Tea had been an awkward meal. Having behaved so strangely when she arrived, the Sinclairs now seemed embarrassingly over-eager to put her at her ease, Sandie found ruefully. In spite of that, she’d managed to drink two cups of the strong, fragrant tea, and sample some of Bridie’s featherlight scones, and rich, treacly fruit loaf.

Bridie, she’d learned, was the cook-housekeeper, and the mainstay of the household.

‘She came here as a kitchenmaid when I married Rory Killane,’ Magda Sinclair explained, ‘and she’s been here ever since. She knows more about this family than we do ourselves, and she’s incredibly loyal.’

‘She likes Flynn best,’ said James, passing his cup to be refilled.

‘What nonsense,’ his mother said coldly. ‘She adores us all. Anyway, Flynn is never here.’

‘Bridie says he’ll be here soon. She saw it in the tealeaves,’ put in Steffie, heaping jam on to her fruit loaf.

Sandie saw Magda’s exquisitely reddened lips form something that might have been ‘Damnation’ and hastily looked elsewhere. She hadn’t intended to overhear that brief snatch of conversation before she went upstairs, but she couldn’t help being intrigued by its implications.
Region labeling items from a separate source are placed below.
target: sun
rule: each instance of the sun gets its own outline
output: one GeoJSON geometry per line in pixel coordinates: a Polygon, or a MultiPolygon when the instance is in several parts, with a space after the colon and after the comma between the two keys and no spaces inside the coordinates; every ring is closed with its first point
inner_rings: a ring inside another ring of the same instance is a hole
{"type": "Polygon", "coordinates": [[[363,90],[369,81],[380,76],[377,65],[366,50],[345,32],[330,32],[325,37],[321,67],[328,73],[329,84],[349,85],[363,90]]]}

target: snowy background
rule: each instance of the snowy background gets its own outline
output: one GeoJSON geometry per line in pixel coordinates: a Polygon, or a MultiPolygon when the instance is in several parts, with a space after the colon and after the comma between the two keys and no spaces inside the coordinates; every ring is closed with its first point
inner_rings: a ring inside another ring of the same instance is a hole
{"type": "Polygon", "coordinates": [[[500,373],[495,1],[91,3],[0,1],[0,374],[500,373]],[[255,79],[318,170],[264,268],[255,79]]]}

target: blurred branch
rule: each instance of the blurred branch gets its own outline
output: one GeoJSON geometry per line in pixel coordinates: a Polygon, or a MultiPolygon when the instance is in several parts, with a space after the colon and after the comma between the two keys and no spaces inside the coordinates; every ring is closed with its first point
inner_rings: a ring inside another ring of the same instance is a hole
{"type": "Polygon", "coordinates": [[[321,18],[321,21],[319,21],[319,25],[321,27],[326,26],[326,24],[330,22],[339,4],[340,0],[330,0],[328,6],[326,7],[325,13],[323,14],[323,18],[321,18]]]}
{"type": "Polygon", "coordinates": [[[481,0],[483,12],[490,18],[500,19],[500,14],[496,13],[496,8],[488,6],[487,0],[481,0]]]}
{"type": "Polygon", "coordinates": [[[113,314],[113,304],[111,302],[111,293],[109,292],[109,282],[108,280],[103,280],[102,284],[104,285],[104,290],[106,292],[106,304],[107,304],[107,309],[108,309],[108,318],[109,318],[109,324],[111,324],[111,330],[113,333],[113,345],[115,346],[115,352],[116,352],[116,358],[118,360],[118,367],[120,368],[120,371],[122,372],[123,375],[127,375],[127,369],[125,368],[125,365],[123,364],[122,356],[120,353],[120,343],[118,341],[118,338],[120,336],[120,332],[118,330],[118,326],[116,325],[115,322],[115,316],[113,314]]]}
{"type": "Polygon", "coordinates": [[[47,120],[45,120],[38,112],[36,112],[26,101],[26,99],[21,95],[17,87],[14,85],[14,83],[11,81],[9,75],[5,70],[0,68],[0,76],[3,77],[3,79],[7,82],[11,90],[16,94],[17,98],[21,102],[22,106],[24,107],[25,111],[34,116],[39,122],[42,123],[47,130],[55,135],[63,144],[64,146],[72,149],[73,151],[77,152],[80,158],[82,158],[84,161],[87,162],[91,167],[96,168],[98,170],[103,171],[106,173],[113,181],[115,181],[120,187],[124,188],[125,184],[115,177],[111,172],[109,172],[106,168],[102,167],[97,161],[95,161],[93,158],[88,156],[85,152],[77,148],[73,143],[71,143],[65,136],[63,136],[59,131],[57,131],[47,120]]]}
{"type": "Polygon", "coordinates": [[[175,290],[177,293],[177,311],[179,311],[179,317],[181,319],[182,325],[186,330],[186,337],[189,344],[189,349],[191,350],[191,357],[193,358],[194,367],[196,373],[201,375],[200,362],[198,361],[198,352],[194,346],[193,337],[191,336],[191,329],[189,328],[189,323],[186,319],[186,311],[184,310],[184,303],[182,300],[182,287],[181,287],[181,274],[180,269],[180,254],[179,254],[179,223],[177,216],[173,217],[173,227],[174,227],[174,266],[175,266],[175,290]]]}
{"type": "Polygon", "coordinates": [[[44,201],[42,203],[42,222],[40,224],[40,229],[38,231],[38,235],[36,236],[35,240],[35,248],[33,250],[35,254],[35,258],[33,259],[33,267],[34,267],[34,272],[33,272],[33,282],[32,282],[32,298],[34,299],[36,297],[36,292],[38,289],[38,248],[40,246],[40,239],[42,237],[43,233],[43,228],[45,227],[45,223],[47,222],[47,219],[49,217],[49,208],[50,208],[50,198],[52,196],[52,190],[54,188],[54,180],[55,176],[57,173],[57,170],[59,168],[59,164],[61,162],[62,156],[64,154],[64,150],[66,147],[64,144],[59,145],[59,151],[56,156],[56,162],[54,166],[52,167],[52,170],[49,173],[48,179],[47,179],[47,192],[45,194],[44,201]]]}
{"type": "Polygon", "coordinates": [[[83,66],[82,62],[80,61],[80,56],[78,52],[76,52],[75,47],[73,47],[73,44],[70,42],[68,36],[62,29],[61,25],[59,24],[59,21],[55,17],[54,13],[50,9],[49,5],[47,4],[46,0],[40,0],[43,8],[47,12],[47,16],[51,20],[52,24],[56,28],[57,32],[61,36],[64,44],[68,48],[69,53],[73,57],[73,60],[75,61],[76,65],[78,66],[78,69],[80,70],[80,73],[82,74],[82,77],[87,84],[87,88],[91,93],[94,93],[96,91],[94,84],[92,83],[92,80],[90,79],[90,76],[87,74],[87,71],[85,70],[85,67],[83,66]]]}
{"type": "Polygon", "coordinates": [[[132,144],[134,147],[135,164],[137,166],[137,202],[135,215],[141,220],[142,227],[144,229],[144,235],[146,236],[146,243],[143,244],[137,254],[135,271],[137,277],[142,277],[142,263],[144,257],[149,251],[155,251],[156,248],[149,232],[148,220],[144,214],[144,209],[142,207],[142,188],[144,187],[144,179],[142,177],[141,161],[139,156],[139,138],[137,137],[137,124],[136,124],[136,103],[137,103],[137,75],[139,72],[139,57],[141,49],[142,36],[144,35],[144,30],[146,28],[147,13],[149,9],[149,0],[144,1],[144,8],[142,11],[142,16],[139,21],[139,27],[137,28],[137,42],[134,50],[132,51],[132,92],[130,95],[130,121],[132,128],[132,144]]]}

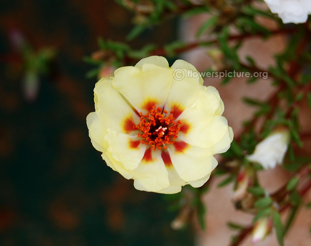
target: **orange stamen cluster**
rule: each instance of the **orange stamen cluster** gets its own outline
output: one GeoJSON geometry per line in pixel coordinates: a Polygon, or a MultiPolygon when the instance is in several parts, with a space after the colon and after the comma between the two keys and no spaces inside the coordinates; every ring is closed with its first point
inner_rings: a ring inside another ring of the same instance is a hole
{"type": "Polygon", "coordinates": [[[180,121],[174,121],[175,118],[172,114],[173,111],[171,111],[167,116],[166,110],[156,108],[153,106],[150,111],[150,115],[149,112],[143,115],[141,112],[140,122],[133,126],[134,129],[140,131],[138,137],[142,138],[142,143],[150,145],[155,151],[156,148],[160,150],[167,149],[165,144],[174,143],[182,124],[180,121]]]}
Flynn Killane, she thought. Crispin’s non-musical half-brother, who, for some mysterious reason, needed to be kept at a distance.

But what difference can it possibly make to him if I’m here or not? she asked herself in bewilderment.

As soon as she could, she’d excused herself from the tea-party round the drawing-room fire, on the grounds that she needed to unpack. But with that task accomplished, she needed to find something else to do until Crispin came back from Galway, and she was reluctant to return to the drawing-room with its spurious bonhomie, interspersed with silences.

She wandered over to the window and stood looking out. It was raining harder than ever, she noticed with a sigh, and the wind had risen, bending the trees and shrubs that fringed the lawn. Beyond the formal part of the garden was a white-painted fence, dividing it from a paddock where several horses grazed.

‘Have you got everything you need?’

She swung round to see Jessica standing in the doorway, her smile friendly.

‘Yes, thanks. This is a charming room.’

‘I think it’s totally bizarre, like all of them.’ Jessica cast a droll glance towards the embroidered runners that masked the polished surfaces of the chests and bedside table, and the pin tray and trinket jars in rose-painted china which ornamented the dressing-table. ‘It’s like being caught in a Thirties timewarp. Fortunately, the plumbing is bang up to date. Flynn saw to that, although all our water comes from the lake.’

‘It does?’ Sandie’s eyes widened, and Jessica grinned.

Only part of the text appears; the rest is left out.